You get static IP addresses that are broadly announced over the Global AWS backbone. That means that traffic gets onto the AWS network ASAP and that network takes it from there. It's really useful even if you're only in one region. Actually that's when it's most useful, because the more reliable AWS network can carry the traffic further for you.
These static IP addresses are provided using BGP anycast. Anycast can be slow to respond to network events such as link failures. Networks have to propagate BGP updates when conditions change. To provide fault-tolerance, Global Accelerator can provide you with multiple static IPs, and these will be served by diverse paths.
You can hardcode the static IPs in your DNS and firewall configurations, and use ordinary client retry behavior to drive the fault-tolerance.

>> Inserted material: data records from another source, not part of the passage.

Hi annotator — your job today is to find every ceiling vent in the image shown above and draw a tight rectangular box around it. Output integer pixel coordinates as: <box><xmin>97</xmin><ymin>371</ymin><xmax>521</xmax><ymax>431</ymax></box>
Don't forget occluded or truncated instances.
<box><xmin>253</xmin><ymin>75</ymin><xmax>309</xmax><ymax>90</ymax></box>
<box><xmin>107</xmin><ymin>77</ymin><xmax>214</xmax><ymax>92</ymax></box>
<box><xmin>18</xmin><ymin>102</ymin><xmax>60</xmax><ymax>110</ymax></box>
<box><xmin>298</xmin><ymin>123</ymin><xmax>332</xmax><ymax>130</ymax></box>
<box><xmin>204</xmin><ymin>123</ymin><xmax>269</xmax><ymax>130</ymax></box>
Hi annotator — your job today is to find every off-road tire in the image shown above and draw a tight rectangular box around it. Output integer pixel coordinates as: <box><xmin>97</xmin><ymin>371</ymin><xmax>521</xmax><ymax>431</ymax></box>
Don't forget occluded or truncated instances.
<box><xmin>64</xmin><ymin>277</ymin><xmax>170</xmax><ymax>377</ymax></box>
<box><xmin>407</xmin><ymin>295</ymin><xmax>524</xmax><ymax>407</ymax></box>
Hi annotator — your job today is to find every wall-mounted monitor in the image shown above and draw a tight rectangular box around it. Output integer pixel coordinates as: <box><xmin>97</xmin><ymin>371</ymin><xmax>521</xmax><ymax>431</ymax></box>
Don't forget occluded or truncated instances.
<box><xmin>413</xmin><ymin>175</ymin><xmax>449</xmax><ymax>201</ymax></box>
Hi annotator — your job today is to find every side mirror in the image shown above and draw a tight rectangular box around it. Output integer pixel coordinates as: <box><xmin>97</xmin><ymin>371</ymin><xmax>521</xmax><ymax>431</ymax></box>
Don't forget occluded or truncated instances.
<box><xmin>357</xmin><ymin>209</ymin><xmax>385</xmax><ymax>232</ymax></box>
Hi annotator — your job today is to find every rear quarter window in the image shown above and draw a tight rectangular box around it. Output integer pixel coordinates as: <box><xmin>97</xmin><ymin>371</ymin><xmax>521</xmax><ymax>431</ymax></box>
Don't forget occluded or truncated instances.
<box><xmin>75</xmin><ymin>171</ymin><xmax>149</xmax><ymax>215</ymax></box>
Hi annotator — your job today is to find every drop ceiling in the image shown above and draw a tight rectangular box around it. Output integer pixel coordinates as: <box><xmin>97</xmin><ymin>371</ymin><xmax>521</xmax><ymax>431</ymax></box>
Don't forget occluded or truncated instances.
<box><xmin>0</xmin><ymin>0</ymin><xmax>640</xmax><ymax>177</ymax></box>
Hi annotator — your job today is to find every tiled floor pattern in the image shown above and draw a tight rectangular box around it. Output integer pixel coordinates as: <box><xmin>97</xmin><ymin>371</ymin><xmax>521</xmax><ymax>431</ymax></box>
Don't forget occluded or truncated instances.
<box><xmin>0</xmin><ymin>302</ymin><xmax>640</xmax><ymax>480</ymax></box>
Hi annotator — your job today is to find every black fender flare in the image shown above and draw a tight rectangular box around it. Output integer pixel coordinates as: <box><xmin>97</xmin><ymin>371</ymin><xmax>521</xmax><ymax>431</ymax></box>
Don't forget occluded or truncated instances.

Route 53 Latency Based Routing and Multiple regions:
Route 53 LBR uses constantly-running network latency measurements to figure out the best AWS region to send your traffic to. This traffic will generally enter the AWS backbone close to the target region, with your user's ISPs and their Internet transit providers carrying the traffic more of the distance. If you are running in many regions, then the average distance to users may be low enough that that network reliability is not a factor.
Route 53 LBR uses DNS health-checks to respond to network events. These health-checks are often faster to respond than BGP anycast, so can be preferable for cases where clients do not retry quickly.
Clients need to resolve DNS and it is harder to hardcode entries in firewall configurations etc.
Overall: both make sense, and GA really shines when you are serving globally from a relatively small number of regions to begin with.
Would there be any benefit of using Global Accelerator and Route53 together?
When a Global Accelerator "instance" is created, it seems like it creates 2 new Public IP addresses per Region ( and then those are then BGP Anycast'ed from the Av.Zones and Edge Locations around that Region). Does this mean that:
And will Route53 then allow me to create a record that points to a magic geo/lbr Alias record type to resolve these to some great additional benefit?
Or would the idea be to just create one pair of them in one region near my "origin" IP - and BGP Anycast takes care of the rest and basic DNS A records as usual?
Seems like Amazon's response to GCE Premium Network Service tier. Instead of user traffic going over regional ISPs until it hits the AWS region, user traffic hits an AWS PoP and then uses Amazon's backbone network to get to the AWS region running your service, leading to marked improvements in multi-region deployments.
With CloudFlare, you're limited to what you can run in a CloudFlare PoP (i.e. CloudFlare workers).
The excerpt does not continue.